How This Classic Southern Snack Inspired A Civil War Song

Wartime songs, or "ditties" (an old-fashioned term for poems with catchy tunes), create camaraderie among troops yearning for places, people, and things they've left behind. These tunes live long after battles are won or lost, even surviving through generations to come. Such is the case with a quirky Civil War song called "Goober Peas." Officially published in 1866, a year after the war ended, the ditty still holds sway in America's Deep South — a fact I can personally attest to as a child of the Mississippi Delta. These days, it's still very much alive, sung around campfires, in schoolyards, drinking holes, and on many a road trip.

Regardless of its place in Southern lore, the history of the song is rarely pondered or considered important.
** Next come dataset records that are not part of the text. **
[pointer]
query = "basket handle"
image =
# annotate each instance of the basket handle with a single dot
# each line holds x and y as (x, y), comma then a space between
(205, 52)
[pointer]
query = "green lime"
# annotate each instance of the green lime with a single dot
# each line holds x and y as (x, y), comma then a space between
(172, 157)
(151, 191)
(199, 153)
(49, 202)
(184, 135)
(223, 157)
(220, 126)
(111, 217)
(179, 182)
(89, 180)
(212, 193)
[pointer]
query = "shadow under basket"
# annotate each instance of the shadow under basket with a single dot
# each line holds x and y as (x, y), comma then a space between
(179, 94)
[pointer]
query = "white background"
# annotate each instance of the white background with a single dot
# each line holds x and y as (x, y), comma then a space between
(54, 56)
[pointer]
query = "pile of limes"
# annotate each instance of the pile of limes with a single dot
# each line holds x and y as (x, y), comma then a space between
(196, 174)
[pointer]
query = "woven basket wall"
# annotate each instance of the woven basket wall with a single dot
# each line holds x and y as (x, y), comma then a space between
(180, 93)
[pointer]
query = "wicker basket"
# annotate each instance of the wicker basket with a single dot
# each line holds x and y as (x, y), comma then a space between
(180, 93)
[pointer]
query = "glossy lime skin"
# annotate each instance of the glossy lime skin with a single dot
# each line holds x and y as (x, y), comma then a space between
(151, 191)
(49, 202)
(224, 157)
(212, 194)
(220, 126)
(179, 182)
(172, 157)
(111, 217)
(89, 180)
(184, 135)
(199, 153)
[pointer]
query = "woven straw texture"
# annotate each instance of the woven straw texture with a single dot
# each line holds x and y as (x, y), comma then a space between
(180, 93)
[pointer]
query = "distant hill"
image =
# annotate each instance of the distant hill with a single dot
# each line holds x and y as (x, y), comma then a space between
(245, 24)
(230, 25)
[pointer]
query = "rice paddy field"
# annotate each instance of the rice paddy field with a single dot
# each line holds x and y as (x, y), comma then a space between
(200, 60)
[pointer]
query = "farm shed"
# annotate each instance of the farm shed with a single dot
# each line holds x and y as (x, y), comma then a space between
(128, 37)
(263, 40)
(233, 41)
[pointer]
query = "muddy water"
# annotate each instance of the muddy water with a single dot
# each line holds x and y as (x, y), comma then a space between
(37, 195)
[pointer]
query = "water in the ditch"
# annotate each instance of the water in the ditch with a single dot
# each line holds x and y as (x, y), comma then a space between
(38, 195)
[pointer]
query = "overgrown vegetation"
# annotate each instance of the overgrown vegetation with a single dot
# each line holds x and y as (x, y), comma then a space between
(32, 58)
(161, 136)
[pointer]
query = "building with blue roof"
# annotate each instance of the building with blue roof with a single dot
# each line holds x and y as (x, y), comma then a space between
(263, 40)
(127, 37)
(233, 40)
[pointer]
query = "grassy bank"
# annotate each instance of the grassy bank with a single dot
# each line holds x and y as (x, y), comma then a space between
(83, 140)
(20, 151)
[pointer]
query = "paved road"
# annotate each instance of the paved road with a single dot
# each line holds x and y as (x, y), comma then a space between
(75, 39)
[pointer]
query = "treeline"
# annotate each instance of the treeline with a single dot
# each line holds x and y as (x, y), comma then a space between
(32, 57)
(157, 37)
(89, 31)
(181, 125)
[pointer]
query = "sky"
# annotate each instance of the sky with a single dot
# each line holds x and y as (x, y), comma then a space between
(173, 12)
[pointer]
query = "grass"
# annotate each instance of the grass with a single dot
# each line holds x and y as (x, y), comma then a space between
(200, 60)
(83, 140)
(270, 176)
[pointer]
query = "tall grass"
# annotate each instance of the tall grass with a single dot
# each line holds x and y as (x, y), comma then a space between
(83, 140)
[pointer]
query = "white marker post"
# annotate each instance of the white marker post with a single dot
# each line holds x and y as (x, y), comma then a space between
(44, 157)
Goober peas is simply another term for peanuts, a deeply Southern crop since Colonial times and still today. Americans even sent a Southern peanut farmer to the White House in 1977 — President Jimmy Carter from Georgia, the state now producing the most peanuts in America. But the song (sometimes called "Eatin' Goober Peas") was a much funnier ditty when it arose, inhabiting the tidbits of time comprising a nation at war with itself.

The same goober peas we now take for granted helped nourish soldiers during the Civil War, in both body and spirit. They were highly nutritious and easy to transport and sustain in difficult conditions. The song was a favorite among Confederate soldiers as an easy-to-march-to, lighthearted bit of humor, but mostly because peanuts were tiny pieces of home.

What's in that iconic wartime song

There are conflicting views of the peanut's place in society before the Civil War, with some accounts calling goober peas a poor man's food fed to enslaved peoples, livestock, and those from "low society." But the truth is more nuanced than that. In some states, particularly South Carolina, peanuts became a popular snack and were also incorporated into Southern staples like peanut soups, as well as other desserts and meat substitutes. This familiarity, including a boiled peanuts version, translated as a source of comfort during wartime. It then soared in popularity afterward, vastly increasing in production and spreading to 37 states by 1889.

So, what exactly was that wartime song about a humble legume (yes, peanuts are basically just beans) with the goofy nickname of goober peas? It has at least 14 known lines, and you can listen to a recording of the entire song through the American Battlefield Trust. When first published, it came with a tongue-in-cheek credit to a composer named P. Nutt, Esq. It has since been recorded by well-known musicians, including artists like Burl Ives and Johnny Cash.

For a glimpse of what to expect, here are the opening lines: "Sitting by the roadside on a summer's day, chatting with my messmates passing time away ... Lying in the shadow underneath the trees, goodness, how delicious, eating goober peas!" Having lived far beyond the Civil War, "Goober Peas" remains a staple of Southern culture and pure Americana.